La natura degli ETF e l’esuberanza dei mercati
Immagino di non essere l’unico ad aver notato che ultimamente siamo bombardati di notizie, articoli e opinioni sull’efficacia o meno degli exchange traded funds (o ETF) nell’aiutare gli investitori a raggiungere i loro obiettivi. Il dibattito si focalizza su due aspetti, uno certamente rilevante e l’altro decisamente meno.
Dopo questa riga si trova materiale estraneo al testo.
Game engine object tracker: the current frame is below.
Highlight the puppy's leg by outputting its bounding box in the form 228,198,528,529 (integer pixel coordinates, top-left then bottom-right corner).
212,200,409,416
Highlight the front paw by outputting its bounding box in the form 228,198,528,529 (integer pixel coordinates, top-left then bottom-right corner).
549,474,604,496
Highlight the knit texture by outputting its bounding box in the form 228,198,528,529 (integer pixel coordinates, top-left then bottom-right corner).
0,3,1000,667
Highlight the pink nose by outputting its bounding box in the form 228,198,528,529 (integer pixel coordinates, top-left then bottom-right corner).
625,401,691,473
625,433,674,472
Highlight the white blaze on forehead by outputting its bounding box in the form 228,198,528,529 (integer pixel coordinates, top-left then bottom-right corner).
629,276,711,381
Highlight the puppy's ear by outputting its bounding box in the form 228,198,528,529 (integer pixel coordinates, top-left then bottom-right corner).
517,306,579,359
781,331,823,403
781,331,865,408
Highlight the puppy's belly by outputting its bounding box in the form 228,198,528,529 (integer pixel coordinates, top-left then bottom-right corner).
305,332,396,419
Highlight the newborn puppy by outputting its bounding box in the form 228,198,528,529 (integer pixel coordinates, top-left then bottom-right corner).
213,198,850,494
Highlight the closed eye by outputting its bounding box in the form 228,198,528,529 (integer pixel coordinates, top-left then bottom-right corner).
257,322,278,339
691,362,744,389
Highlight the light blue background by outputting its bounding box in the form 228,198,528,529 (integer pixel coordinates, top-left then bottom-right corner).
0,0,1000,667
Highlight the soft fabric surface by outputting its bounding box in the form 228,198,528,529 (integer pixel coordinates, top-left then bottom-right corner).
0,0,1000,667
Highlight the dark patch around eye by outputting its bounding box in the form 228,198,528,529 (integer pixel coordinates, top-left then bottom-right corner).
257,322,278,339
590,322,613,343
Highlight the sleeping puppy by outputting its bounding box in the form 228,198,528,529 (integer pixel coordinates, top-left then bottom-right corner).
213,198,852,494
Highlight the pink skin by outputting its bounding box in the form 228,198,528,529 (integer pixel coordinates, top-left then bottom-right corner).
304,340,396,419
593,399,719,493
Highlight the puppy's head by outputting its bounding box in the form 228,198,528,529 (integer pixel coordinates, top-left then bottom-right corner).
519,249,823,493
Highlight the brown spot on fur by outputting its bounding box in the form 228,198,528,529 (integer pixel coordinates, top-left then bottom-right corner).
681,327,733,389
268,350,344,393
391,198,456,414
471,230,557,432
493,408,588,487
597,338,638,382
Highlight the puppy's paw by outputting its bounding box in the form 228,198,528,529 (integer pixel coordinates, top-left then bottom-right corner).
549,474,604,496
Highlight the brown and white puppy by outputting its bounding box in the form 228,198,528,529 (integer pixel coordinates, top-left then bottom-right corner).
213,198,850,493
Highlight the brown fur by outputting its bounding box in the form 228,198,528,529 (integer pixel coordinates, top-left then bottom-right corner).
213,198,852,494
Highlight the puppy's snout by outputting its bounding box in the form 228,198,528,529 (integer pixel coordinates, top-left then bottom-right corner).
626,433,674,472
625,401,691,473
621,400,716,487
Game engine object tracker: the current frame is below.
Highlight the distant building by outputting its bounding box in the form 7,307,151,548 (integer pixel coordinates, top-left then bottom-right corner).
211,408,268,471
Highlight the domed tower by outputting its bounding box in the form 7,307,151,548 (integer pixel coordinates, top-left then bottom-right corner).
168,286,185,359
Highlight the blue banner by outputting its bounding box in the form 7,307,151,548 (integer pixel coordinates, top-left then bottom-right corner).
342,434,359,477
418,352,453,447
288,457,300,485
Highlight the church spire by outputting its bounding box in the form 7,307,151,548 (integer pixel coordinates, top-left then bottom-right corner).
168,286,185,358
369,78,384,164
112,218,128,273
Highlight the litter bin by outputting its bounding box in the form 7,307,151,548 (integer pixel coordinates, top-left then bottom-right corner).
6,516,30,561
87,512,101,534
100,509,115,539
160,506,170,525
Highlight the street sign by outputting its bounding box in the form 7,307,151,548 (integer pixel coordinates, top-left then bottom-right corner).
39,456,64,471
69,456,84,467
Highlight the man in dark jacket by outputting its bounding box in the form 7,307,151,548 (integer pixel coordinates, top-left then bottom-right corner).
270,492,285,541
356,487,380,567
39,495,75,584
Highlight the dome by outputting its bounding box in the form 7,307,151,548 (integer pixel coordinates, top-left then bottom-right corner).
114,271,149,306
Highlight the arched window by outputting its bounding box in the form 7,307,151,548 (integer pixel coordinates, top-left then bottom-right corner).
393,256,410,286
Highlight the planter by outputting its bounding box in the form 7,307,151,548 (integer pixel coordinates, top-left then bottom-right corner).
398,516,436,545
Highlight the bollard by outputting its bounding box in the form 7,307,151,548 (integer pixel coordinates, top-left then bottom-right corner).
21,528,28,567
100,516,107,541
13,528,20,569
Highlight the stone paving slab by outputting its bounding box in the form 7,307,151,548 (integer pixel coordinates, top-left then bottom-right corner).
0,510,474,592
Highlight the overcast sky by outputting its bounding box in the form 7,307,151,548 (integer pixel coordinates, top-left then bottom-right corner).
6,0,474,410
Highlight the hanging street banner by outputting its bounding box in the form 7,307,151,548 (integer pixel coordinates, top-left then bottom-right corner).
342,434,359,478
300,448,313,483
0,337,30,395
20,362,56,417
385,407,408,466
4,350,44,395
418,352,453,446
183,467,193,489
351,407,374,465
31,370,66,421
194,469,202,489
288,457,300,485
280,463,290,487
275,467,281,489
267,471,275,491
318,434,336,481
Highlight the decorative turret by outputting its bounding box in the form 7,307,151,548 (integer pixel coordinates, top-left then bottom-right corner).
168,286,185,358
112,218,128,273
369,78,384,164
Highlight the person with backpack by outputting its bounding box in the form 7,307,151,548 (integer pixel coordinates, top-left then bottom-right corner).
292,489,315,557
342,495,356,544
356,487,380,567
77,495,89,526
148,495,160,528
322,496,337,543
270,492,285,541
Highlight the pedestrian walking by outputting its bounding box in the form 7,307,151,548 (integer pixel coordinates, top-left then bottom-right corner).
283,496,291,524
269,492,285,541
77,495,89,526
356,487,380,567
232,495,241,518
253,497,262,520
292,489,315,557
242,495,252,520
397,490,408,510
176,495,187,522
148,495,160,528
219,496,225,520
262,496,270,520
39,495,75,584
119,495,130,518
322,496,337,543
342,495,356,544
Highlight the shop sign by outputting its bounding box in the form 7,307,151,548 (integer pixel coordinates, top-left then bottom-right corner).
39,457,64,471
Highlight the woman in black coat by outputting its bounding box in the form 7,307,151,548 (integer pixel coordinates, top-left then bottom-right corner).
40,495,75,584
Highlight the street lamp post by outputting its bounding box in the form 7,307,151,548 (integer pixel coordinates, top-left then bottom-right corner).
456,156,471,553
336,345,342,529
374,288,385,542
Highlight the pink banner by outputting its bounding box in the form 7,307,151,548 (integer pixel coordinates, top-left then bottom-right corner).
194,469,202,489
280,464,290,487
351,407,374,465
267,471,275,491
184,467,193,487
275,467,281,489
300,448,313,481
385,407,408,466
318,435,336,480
Sulla questione se gli ETF o i fondi attivi siano il modo giusto d’implementare un programma d’investimento il dibattito è oramai imperniato su questioni di meccanica (vedi più sotto). Quasi nessun consulente finanziario oggi rischierebbe la pelle propinando portafogli con qualche decina di fondi attivi presi dagli scaffali elettronici della propria banca o SGR (nonostante occasionalmente continuo a vederne, addirittura con più di un fondo per settore). Sono due le domande sulle quali giustamente si discute ancora e si scambiano con intensità dati importanti: la prima è di quali “difetti” endogeni agli ETF bisogna preoccuparsi? e la seconda è come bilanciare un portafoglio tra veicoli attivi e passivi? Di pertinenza alla prima domanda sono la natura del metodo di replicazione degli indici (tutti i titoli dell’indice, solo alcuni titoli con particolari “affinità” all’indice, oppure attraverso l’uso di derivati), se ed in qual modo il gestore dell’ETF può dare in prestito i titoli, la liquidità dell’ETF in condizioni di mercato difficili (ma qui chi si salva a parte i Treasuries americani e forse i Bund tedeschi?), il tipo di esposizione al rischio legato all’indice sottostante (con i titoli pesati secondo la loro capitalizzazione oppure individualmente). La risposta alla seconda domanda è più semplice: partire unicamente con ETF (o fondi indicizzati), poi se per caso si trova il vero genio gli si da una parte del patrimonio in gestione.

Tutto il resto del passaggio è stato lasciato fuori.